Zwei Fräuleins im Museum. Schüchtern schlängeln sie sich an den steinernen Exponaten vorbei, staunen, tuscheln und tasten hier und da nach einem Fuß, einer Nase, einem Schenkel aus Marmor, erst zaghaft und scheu, dann immer frecher, gieriger, denn der Stein ist ja noch fast warm, wie lebendig, und die Fräuleins sehnen sich nach Berührung, nach Lippen, Augen, einem Männerkopf, einem kraftvollen Arm . . . da schrillt ein Pfiff: Der Wärter hat sie gesehen. Erschrecken, Verwirrung, verlegenes Kichern. Kurze Pause dann beginnt das Spiel von vorn.

Isabel, die eine der beiden, wird bald reich sein. Und das ist gut so, denn Isabel Archer, die junge Amerikanerin in London, will ihr Leben genießen, solange es geht. "Da ist ein Licht", sagt Isabel, "das ich noch sehen will." Das Licht Italiens, zum Beispiel. Dort, auf der grand tour ins Land des Marmors, wird Isabel beides finden: die Kunst und die Liebe. Und dazu die Grausamkeit, die Habgier, die Herrschsucht und den Verrat. Vier Jahre später, 1877, kehrt Isabel als Lady Osmond nach England zurück, verheiratet, gedemütigt und zerbrochen. Sie hat ihre Freiheit gewollt - und die Tyrannei bekommen. Sie hat einen Menschen berührt, aber sie ist auf Stein gestoßen, auf einen kalten Willen, der ihr Leben zerstört.

Henry James hat für Isabel Archers Geschichte seinerzeit, im Jahr 1881, knapp 700 Buchseiten gebraucht. Jane Campion braucht nur zweieinhalb Kinostunden. Das ist immer noch viel. Aber es ist zugleich das Beste, was man ihrem "Portrait of a Lady" überhaupt nachsagen kann: daß es, nach langer Qual, immerhin ein Ende hat.

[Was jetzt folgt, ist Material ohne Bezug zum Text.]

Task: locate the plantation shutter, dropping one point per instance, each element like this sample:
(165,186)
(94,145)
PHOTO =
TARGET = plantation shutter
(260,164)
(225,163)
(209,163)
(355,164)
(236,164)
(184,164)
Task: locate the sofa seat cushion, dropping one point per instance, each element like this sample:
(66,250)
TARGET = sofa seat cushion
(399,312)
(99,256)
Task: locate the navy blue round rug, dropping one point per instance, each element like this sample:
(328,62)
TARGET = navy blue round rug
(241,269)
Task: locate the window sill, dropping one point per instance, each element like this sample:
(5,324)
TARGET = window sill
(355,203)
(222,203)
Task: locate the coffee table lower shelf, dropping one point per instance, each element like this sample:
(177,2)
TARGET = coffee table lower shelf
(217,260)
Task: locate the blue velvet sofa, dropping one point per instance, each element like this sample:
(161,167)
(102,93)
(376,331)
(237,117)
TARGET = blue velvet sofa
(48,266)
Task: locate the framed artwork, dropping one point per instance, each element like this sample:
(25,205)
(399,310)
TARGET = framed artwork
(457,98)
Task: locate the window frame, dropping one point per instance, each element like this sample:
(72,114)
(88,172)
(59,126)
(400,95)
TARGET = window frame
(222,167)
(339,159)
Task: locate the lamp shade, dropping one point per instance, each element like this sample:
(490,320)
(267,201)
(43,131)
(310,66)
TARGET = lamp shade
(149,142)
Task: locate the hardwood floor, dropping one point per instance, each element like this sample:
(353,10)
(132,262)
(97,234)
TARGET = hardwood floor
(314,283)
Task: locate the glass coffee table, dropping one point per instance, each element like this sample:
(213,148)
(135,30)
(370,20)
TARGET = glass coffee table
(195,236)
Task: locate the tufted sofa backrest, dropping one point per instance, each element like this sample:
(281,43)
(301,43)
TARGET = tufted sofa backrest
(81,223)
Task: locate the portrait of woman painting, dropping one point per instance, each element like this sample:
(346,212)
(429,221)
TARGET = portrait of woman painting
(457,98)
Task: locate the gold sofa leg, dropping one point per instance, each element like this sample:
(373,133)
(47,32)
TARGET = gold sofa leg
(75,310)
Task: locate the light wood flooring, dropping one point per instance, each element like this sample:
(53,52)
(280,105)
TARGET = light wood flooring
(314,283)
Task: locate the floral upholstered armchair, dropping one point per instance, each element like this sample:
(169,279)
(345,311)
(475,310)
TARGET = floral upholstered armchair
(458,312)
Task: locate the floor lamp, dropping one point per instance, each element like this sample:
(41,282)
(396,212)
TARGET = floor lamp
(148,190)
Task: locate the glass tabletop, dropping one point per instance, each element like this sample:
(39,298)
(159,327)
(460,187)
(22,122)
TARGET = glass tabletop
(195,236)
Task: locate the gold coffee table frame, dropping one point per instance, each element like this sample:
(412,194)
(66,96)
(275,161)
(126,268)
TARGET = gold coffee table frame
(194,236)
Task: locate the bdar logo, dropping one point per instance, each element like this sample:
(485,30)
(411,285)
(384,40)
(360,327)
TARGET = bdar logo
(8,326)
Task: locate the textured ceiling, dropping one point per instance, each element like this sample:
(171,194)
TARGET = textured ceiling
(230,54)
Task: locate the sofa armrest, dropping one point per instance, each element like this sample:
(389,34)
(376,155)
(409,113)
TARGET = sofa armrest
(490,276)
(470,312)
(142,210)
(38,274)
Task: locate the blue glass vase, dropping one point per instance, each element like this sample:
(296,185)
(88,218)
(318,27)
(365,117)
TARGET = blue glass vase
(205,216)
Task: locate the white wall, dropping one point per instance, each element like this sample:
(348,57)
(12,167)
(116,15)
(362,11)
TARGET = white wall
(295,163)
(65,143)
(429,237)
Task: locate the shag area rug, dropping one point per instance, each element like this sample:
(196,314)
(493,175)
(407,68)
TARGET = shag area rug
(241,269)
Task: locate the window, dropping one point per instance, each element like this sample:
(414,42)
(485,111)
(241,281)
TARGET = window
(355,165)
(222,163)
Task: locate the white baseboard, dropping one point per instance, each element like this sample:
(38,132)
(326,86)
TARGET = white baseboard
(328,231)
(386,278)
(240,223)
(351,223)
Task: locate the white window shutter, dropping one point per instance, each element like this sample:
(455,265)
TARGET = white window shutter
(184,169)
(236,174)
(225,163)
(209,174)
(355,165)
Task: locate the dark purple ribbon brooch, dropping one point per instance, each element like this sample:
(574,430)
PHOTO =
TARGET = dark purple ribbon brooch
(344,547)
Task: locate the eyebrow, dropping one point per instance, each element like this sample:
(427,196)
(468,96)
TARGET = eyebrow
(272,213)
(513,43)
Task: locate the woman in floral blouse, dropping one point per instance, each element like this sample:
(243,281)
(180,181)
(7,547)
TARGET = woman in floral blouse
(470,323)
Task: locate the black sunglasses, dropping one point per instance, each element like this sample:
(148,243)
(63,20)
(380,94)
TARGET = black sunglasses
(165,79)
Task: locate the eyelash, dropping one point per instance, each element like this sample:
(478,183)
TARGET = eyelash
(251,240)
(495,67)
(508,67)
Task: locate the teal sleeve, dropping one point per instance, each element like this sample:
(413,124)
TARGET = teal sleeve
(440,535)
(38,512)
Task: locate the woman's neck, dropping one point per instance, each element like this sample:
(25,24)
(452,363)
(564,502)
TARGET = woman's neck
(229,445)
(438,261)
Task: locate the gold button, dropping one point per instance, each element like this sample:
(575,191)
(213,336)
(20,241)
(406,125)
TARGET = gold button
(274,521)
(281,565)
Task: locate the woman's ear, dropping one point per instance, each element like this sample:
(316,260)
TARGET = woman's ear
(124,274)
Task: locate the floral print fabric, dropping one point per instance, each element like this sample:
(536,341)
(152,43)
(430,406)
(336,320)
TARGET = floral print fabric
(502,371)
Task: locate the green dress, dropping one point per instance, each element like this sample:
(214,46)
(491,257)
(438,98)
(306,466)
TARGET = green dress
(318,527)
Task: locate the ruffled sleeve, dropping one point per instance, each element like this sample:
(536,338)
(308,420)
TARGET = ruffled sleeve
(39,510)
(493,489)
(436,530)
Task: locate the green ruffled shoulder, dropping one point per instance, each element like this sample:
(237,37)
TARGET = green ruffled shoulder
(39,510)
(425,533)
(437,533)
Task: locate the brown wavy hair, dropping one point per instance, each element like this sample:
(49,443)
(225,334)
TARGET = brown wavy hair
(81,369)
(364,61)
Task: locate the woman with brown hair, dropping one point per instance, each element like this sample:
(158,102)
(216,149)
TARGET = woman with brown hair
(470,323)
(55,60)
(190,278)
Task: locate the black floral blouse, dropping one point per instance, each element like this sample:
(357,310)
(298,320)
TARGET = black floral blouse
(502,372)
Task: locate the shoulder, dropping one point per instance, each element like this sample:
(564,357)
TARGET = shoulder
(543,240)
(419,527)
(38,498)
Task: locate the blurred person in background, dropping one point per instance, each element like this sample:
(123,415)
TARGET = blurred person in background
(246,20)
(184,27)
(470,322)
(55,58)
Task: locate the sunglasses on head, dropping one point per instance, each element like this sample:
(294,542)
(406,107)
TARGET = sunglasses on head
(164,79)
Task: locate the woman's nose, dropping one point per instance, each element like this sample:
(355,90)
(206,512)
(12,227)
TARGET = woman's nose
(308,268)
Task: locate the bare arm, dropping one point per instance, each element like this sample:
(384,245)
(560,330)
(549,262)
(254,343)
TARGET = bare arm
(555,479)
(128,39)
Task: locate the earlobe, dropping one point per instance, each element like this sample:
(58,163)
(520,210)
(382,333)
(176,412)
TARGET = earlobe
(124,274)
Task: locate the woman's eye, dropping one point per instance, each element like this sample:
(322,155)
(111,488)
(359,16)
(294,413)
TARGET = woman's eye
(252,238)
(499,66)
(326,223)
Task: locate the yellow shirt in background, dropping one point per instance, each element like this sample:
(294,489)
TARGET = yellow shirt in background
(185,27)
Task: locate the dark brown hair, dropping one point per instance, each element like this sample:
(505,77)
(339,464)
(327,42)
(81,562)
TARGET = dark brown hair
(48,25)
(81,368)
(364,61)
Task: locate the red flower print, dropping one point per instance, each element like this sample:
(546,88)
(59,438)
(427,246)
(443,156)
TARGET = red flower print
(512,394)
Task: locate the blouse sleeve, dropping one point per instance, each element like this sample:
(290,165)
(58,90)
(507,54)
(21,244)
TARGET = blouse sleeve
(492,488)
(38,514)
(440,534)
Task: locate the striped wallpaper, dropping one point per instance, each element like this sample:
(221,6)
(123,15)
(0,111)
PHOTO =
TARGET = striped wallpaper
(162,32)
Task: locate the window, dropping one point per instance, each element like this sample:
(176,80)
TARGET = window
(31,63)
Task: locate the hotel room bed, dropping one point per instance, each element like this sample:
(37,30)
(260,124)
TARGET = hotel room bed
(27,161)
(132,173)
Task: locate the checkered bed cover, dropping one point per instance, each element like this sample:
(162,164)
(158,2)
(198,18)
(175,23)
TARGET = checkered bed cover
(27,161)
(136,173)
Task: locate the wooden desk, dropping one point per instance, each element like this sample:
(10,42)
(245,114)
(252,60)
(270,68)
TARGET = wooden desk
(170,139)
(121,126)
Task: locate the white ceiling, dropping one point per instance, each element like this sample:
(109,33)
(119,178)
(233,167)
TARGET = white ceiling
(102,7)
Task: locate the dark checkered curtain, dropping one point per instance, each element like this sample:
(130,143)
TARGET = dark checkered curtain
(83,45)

Denn so, wie die Autorin des "Pianos" und des "Engels an meiner Tafel" in den Eingeweiden von James' Gesellschaftsroman wühlt, könnte das "Portrait" noch stundenlang weitergehen: düster, verbissen, verhärtet und verkrampft. Ein Film aus parfümiertem Granit. Ein Delirium ohne Rausch. Eines langen Jammers Reise in die Nacht.

Die Henry-James-Verfilmung, hat Jane Campion erklärt, sei ihr Jugendtraum gewesen. Und wie ein Traum, hell und verzaubert, fängt der Film auch an. Da steht, irgendwo im Grünen, ein riesiger alter Baum, ein Baum voller junger Frauen. Sie reden, sie lachen, sie erzählen einander vom Küssen und Geküßtwerden, von der Liebe und vom Glück. "Es bedeutet, einen Spiegel zu finden", sagt eine.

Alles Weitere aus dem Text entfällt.